En cas d'infirmités contractées ou aggravées, par le fait ou à l'occasion du service qu'ils accomplissent au titre du présent chapitre, les policiers auxiliaires bénéficient, ainsi que leurs ayants droit en cas de décès, des dispositions du livre Ier du code des pensions militaires d'invalidité et des victimes de guerre, à l'exclusion de tout autre régime législatif ou statutaire de pensions d'invalidité ou de rentes d'incapacité permanente. La pension est liquidée sur la base du taux prévu pour le soldat.

L'aide sociale ainsi que les prestations de sécurité sociale qui peuvent être accordées aux familles dont les soutiens effectuent le service dans la police nationale sont les mêmes que celles qui sont accordées aux familles des jeunes gens accomplissant le service militaire.

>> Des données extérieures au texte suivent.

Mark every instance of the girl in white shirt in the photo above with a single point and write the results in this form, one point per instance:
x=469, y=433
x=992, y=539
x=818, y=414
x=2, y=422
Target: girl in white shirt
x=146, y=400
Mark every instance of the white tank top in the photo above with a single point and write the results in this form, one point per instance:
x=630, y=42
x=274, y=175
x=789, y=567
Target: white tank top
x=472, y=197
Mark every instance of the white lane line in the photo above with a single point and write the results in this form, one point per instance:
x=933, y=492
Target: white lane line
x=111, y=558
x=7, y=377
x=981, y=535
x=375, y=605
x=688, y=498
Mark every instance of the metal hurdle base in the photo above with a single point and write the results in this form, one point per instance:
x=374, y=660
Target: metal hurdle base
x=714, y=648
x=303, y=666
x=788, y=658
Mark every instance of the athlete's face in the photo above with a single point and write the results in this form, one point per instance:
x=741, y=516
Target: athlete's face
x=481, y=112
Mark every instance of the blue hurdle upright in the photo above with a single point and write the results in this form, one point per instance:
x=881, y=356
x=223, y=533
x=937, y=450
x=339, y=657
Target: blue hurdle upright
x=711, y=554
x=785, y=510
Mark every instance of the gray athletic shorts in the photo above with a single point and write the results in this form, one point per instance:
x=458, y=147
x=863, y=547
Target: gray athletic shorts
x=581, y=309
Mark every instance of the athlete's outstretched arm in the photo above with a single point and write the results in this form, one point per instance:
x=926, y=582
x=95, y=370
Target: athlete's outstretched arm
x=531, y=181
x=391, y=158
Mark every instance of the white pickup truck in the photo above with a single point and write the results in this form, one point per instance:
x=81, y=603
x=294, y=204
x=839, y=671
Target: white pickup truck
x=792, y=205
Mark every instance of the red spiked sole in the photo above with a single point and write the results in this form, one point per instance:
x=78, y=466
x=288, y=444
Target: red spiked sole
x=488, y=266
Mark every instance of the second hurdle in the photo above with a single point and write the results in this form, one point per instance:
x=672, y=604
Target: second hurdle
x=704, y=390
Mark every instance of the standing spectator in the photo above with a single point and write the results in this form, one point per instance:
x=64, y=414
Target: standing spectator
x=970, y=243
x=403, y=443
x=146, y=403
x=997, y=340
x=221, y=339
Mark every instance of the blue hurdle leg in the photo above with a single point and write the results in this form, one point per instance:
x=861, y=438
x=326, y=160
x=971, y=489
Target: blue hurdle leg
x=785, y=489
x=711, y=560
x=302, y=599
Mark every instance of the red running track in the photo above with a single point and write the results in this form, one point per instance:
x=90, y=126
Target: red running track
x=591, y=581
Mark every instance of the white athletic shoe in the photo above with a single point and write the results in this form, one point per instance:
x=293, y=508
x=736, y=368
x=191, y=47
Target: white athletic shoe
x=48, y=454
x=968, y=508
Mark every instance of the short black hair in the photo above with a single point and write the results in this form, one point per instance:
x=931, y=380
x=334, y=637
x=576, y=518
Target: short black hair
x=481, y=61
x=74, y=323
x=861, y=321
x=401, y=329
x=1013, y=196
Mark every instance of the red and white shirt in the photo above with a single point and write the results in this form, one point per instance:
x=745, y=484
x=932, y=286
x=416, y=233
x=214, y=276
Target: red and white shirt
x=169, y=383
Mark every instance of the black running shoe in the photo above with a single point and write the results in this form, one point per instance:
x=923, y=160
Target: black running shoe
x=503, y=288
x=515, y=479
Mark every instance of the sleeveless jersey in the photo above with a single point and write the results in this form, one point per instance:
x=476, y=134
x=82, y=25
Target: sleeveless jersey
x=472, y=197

Les prestations et indemnités reçues par les policiers auxiliaires n'entrent pas en ligne de compte dans l'évaluation des ressources des familles dont ils sont les soutiens, en vue de l'examen d'une demande d'aide sociale.

Les policiers auxiliaires peuvent demander à prolonger leur service actif dans la police nationale au-delà de la durée légale pour une période de deux à quatorze mois.

Cette demande, formulée dès avant l'appel au service actif ou, au plus tard, avant la fin de ce service, est soumise à l'agrément du ministre de l'intérieur. Elle est renouvelable une fois sans que la durée totale des services puisse excéder vingt-quatre mois.

La demande peut être retirée tant quelle n'a pas été acceptée par le ministre de l'intérieur ainsi que dans le mois qui suit cette acceptation, ce délai ne courant qu'à partir de l'incorporation. En cas de modification de sa situation personnelle ou familiale, l'intéressé peut demander au ministre de l'intérieur la résiliation de son acte de volontariat.

Nonobstant toute disposition contraire, les volontaires gardent la qualité d'appelé pendant le temps où ils servent au-delà de la durée légale. Ils bénéficient de la présomption d'imputabilité prévue à l'article L. 3 du code des pensions militaires d'invalidité et des victimes de la guerre.

La période de volontariat entre dans le calcul des pensions de vieillesse. Elle donne droit aux avantages prévus au deuxième alinéa de l'article L. 63 et à l'article L. 64L. 64 ainsi qu'à une priorité dans l'application de l'article L. 65.

La rémunération des appelés dont la demande de volontariat est acceptée et les conditions dans lesquelles un pécule leur est attribué en fin de service sont fixées par le décret prévu au dernier alinéa de l'article L. 72.

Les dispositions des articles L. 76 et L. 77 sont applicables aux appelés servant dans la police nationale.